Ces éléments alimentent un débat sur la gouvernance démocratique de la métropole à plusieurs niveaux. Ils sont tout d’abord un défi à « l’ordre local métropolitain ». L’ordre n’intervient plus comme un cadre extérieur mais comme un processus interne. La nature de la mise en ordre dépend des accords entre des acteurs en négociation ; plus d’un pouvoir puissant extérieur imposant un ordre surplombant les activités urbaines. En somme, ce qui était déjà de moins en moins vrai pour la ville ne l’est plus du tout dans la métropole. L’individu a besoin d’ordre et le construit de manière différenciée en fonction de ses ressources. Comme le dit Alain Bourdin (2005) : « Avec la métropole, l’on passe de l’offre sur fond d’ordre à l’ordre sur fond d’offre ».
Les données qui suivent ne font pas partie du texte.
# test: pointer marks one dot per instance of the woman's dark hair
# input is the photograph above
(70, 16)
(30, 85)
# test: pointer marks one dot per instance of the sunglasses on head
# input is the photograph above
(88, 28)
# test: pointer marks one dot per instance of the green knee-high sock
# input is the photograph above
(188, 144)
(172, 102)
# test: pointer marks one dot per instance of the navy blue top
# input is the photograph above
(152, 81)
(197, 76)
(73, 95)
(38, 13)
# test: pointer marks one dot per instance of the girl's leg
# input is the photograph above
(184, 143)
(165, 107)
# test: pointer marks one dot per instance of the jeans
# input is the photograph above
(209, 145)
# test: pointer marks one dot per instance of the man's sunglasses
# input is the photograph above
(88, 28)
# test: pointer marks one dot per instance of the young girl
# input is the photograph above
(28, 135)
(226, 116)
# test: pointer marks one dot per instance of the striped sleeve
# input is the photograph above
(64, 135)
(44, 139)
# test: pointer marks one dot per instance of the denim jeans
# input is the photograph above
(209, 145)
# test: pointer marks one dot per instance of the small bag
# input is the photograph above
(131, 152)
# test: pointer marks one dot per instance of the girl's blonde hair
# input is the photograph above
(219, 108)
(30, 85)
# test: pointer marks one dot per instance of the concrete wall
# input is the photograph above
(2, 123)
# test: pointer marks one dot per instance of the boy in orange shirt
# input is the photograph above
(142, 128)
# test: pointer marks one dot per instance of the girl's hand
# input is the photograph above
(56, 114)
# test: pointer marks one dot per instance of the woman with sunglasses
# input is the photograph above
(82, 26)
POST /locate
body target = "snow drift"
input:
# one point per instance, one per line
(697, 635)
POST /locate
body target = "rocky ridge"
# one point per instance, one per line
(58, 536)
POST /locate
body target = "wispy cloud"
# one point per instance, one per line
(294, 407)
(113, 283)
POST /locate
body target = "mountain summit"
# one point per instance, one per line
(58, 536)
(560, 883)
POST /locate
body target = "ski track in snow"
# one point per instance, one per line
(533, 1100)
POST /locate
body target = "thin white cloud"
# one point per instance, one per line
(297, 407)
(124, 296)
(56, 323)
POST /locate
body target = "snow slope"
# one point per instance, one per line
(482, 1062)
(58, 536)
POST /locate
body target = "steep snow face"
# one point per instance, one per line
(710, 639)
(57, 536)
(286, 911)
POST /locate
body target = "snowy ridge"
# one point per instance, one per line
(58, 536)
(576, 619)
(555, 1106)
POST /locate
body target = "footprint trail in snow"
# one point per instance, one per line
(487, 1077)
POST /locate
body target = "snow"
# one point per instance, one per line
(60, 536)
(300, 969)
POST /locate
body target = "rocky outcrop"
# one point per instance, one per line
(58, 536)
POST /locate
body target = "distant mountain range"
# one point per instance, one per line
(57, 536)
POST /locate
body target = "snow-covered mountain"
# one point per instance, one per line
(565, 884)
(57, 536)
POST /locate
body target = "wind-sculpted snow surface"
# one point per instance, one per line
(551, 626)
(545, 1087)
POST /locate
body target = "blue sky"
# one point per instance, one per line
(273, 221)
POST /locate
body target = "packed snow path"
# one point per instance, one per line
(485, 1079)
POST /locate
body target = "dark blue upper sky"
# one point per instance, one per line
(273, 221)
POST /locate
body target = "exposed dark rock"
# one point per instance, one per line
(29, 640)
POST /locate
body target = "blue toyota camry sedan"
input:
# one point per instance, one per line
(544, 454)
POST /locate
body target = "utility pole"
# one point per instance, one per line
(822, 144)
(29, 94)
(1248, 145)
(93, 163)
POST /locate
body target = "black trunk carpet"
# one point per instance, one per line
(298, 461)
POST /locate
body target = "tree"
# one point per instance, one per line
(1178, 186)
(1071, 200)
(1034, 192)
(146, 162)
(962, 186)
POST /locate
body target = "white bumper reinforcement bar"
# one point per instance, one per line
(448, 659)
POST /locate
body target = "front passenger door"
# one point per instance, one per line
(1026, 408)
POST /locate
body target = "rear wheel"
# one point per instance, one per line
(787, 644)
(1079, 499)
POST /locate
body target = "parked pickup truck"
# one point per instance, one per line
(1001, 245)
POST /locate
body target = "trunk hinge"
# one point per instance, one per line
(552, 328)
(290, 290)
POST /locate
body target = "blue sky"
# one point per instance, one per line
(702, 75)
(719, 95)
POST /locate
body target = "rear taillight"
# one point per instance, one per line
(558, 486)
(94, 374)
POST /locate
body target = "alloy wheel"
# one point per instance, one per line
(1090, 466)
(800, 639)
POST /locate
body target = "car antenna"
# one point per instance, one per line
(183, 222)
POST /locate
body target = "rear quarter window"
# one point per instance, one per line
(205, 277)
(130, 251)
D’autre part, par delà la diversité des approches et des diagnostics, la métropole apparaît poser de manière plus singulière encore la question de la responsabilité de la société politique dans l’organisation de la société des individus et le soutien de la civilisation urbaine. Les analyses de Jacques Donzelot s’inscrivent dans cette logique en prônant une action contre la « logique de séparation » et de l’entre-soi à laquelle a abouti l’évolution qu’il perçoit des territoires urbains. « Faire société » ne s’impose plus comme un fait social et les événements ou les représentations des territoires urbains en sont un parfait exemple. La centralité de la ville se défait à travers un processus de péri-urbanisation qui laisse le centre aux bureaux des grandes entreprises et contourne les cités d’habitat social, qui se retrouvent enclavées ou excentrées par rapport aux axes de son développement. La politique de la ville n’est pas parvenue à corriger la fuite de la majorité aisée (alors qu’autrefois la minorité envahissait le centre), confortant la disparition des interdépendances qui ont constitué et caractérisé le développement de la ville.
Il ressort de ses analyses l’importance de travailler avec les gens plus qu’avec les lieux, de manière à faciliter le franchissement des barrières sociales et raciales plutôt que l’homogénéisation des territoires urbains.